Anlaşmazlık kişisel nedenlerden doğuyordu. Benim kişiliğimden de memnun
olmayanlar vardı. Birçokları arkadaşlarımı istemiyorlardı. Sonuçta memnun
olmayanlar kendi aralarında çalışma karan aldılar. Sayılan gittikçe arttı, ama
isimleri yoktu. Aradılar, fakat kendilerine bir isim bulamadılar. Sonunda biz
de Anadolu Rumeli Müdafai Hukuk Cemiyeti'ne bağlıyız. Fakat iki numaralı grubuz
dediler. Bu grup zaman zaman azaldı, çoğaldı. Bunun nedeni de şuydu:
İki grup arasında kalmış serüvenciler vardı. Bunlar kendi çıkarlarını
hangi yanda bulurlarsa o tarafa geçiyorlardı. Bu gibiler, birinci gruptan her
zaman uzak kaldılar, ikinci grup ve serüvenciler bakanlara saldırdılar, orduyu
eleştirdiler. Ordunun iç işlerine karışmak istediler. Hatta, "Bu ordu
ile hiçbir şey yapılamayacak. Bari ordunun yarısını terhis ebelim" dediler. Sonra da
"Ordu için başkomutana gerek yoktur" diyorlardı.
Tüm girişimlerinde başarı kazanamadılar, kazanamayacaklarını anladılar.
Şimdi çöküntü halindeler. Yirmi üç kişiye indiler. Ayrılanlar da tövbekâr olmuşlardır.
İLERİ —
Elliden yirmi üçe mi indi?
ATATÜRK — Hayır,
yetmiş dörtten... Aralarında çıkar ve duygu anlaşmazlığı var. Bugün bunlara bazı
hocalar da katılmıştır. Hilâfet ve saltanat birbirinden ayrıldıktan sonra bazı
hocalar endişeye kapıldılar. Kendi din ve imanlarından kuşkulandılar.

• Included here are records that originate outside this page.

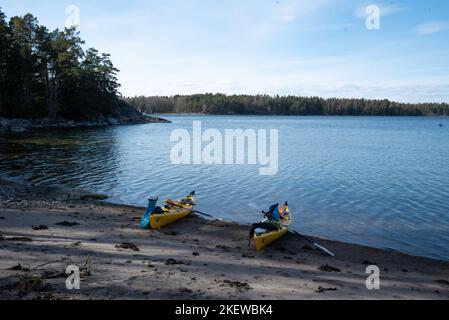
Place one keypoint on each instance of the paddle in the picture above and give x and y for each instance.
(173, 203)
(314, 243)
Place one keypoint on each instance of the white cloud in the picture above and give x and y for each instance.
(432, 27)
(385, 10)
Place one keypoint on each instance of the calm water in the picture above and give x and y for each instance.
(382, 182)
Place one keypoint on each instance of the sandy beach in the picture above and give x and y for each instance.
(193, 259)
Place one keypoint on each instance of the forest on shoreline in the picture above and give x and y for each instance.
(48, 75)
(221, 104)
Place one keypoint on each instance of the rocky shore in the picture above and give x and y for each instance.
(23, 125)
(42, 234)
(124, 115)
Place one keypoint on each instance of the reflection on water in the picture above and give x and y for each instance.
(375, 181)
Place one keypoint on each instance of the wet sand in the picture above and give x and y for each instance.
(192, 259)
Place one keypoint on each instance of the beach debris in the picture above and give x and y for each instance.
(68, 224)
(19, 267)
(442, 281)
(93, 197)
(28, 283)
(19, 239)
(284, 250)
(321, 289)
(239, 286)
(328, 268)
(39, 228)
(173, 262)
(128, 246)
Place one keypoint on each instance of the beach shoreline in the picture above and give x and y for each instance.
(192, 259)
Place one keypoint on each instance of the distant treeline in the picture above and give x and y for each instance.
(221, 104)
(47, 74)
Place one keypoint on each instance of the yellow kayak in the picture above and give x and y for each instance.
(273, 228)
(261, 241)
(173, 212)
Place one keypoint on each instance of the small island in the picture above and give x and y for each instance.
(48, 80)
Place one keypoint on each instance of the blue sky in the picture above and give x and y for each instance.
(313, 47)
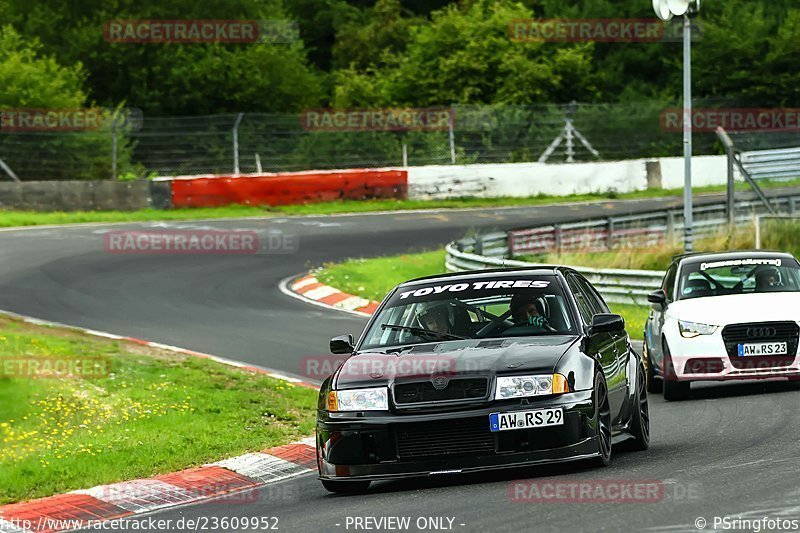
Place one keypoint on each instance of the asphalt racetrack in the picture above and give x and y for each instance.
(731, 450)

Acaba,
"Ben Müslüman mıyım?" dediler. Böylece bocaların en cahilleri onlara
katıldı. "Halife böyle olmaz. Halifeye güç, kuvvet gerektir" dediler.
"Biz bu hükümet şekline, meclisin bu görünümüne karşı değiliz. Bugün i- çin
Mustafa Kemal Paşa vardır. Fakat çekildiği veya öldüğü zaman yerine kimi
getireceğiz. Biz birbirimizi çekemeyiz. Böyle bir meclis bulamayız. Sonuçta
batarız. En uygun şekil başkanlıkta halifenin bulunmasıdır. Halifeyi başkan
yaparız. Onu bir kez seçeriz. Ondan sonra hiçbir şey düşünmeyiz" diyorlar.
Son şekil budur.
HİLAFET
KONUSU, GERİ KALABİLİRDİ
Hilâfet sorunu hakkında konuşalım. Velit Beyefendi, siz nasıl görüyorsunuz,
nasıl düşünüyorsunuz?
VELİT — Sayın
Paşam, ben bu sorunu düşünmedim. Barıştan sonraya bırakılmasından yanaydım. Şimdi
her şeyin üstünde olan ülkemizi düşmandan kurtarmak olduğu için, bütün düşünce
ve uğraşımızın buna ayrılmasından yanayım. Diyorum ki, bunlar çok düşünülecek
konulardır. Buna iyi araştırabilmek için, zihinler diğer uğraşılardan, tasalardan
uzak olmalıdır. Bence o dönem henüz gelmemiştir. Bunu kişisel olsun, köklü bir
karar verebilmek için kesin kanaat sahibi olmak gerekir.
ATATÜRK — Arkadaşlar,
bir fikir ileri sürecekler mİ? İzin verirseniz yine ben devam edeyim. Çok
istenirdi ki bu sorunun tartışması barıştan sonraya kalsın. Fakat şimdi görülüyor
ki bundan hararetle bahsedenler var. Özetle, bizim isteğimizi kabul etmeyenler
var. Biz, "Zamanı değildir, sükûneti koruyalım, asıl uğraşacak önemli görevlerimiz
vardır" diyelim. Fakat Şükrü Efendi diyor ki, "Halife şu demektir,
halifenin yetkisi şudur, görevi de budur" ve bu düşünceyle tüm ulusun
aklına giriyor. Madem ki, olumsuz bir girişim vardır, bunu karşılamak zorundayız.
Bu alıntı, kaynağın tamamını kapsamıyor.